AUBURN, Ala. — There aren’t many things Auburn’s defense does worse than every other team in the SEC.
The Tigers are in the top 5 in the conference in total defense, passing defense, rushing defense and scoring defense. They allow the second-fewest plays of 10-plus yards and the second-fewest number of points, behind only Florida in both areas.
But, in one category, Auburn ranks worse than every other SEC team: interceptions. Carlton Davis has an out-of-the-ordinary explanation for that.
“It’s kind of hard to get picks when the defensive line is just all over the quarterback,” Davis said. “I don’t think we should really change anything. If interceptions come our way, we just have to make the most of that opportunity and take them.”
Auburn’s defensive backs have missed a few chances. Josh Holsey dropped an easy one Saturday against Arkansas. A Carl Lawson interception was called off because of an offsides penalty.
But Davis’ argument is one of merit.
Auburn’s rich defensive front hasn’t provided many opportunities for offenses to make consequential plays in the passing game. The Tigers have rarely let the “top off the coverage,” like defensive coordinator Kevin Steele regularly mentions.
Against Ole Miss, the secondary is expecting a more necessary role.
“They throw a lot of deep-shot balls and a lot of those balls are, you go get it, if you don’t get it, it’ll be interference and there’s a lot of that takes place in college football now. And so it is an issue,” Steele said. “That’s why you have to win early in the down on them. You have to win with technique early in the down so it doesn’t put you in the position there. Make them work to get to that position.”
The Rebels offensive leads the conference in passing plays of 20-plus yards with 31. Conversely, Auburn is fourth in the SEC in such plays, only allowing 23 pass plays to cover 20 yards or more.

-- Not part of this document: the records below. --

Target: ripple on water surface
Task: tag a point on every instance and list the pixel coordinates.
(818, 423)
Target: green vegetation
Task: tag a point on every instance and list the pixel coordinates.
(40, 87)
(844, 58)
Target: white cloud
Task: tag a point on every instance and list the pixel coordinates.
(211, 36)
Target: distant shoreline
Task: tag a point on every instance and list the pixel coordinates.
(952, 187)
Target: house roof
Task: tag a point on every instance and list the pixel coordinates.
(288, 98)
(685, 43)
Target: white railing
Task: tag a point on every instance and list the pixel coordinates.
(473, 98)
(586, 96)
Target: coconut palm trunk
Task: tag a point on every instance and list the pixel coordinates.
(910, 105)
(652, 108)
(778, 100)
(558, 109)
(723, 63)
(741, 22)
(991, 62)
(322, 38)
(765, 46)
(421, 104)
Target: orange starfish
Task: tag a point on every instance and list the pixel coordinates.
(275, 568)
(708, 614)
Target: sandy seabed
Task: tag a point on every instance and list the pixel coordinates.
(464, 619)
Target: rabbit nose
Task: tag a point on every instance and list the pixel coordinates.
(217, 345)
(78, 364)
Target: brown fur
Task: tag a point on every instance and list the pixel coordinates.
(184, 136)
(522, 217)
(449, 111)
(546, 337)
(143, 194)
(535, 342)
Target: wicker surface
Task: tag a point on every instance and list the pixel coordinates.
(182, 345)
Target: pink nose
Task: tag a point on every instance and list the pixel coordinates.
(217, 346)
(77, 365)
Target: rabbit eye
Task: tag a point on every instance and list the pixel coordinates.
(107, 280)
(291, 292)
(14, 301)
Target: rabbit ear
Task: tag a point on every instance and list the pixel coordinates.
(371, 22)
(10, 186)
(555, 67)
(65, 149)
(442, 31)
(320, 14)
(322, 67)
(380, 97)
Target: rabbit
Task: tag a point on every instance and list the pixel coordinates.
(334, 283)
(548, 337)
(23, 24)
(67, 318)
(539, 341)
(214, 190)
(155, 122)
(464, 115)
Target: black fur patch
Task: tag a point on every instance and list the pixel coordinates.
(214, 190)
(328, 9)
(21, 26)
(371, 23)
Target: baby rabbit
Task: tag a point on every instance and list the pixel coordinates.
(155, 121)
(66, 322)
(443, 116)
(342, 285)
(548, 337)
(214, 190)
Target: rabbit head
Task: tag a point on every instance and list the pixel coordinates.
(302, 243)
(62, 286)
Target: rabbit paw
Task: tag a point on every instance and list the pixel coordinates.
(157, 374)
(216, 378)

After back-to-back games against downhill-style offenses, Auburn will now prepare for a spread-you-out, send-it-vertical approach. The Tigers have faced passing game pressures from Deshaun Watson and Trevor Knight, but Chad Kelly and his four-wide weapons create a game plan Auburn’s defense isn’t as familiar with season.
“Their quarterback’s one of the more explosive guys in our league,” Gus Malzahn said. “Does a very good job throwing the vertical ball down the field. Does a very good job of making plays outside the system with his feet.”
Even if turnovers don’t come, the Tigers are still looking to limit the Ole Miss passing game more than most defenses have.
The Rebels lead the SEC with 305.4 yard per game through the air. At home, Ole Miss is even better at 338.5 yards per contest. Kelly enters the game Saturday coming of two of his three lowest passing yardage totals this season. He’ll likely be itching to make plays downfield.
Likewise, Auburn’s defenders will be up and ready to force Kelly into a third-straight struggle.
“It’s definitely a different challenge knowing that they’ll take shots no matter how good the coverage is. But I see it as an opportunity for me to make something out of it,” Davis said. “That’s really a good thing for me when quarterbacks have a lot of confidence in their receivers. It just allows me to make plays and play my brand of football.”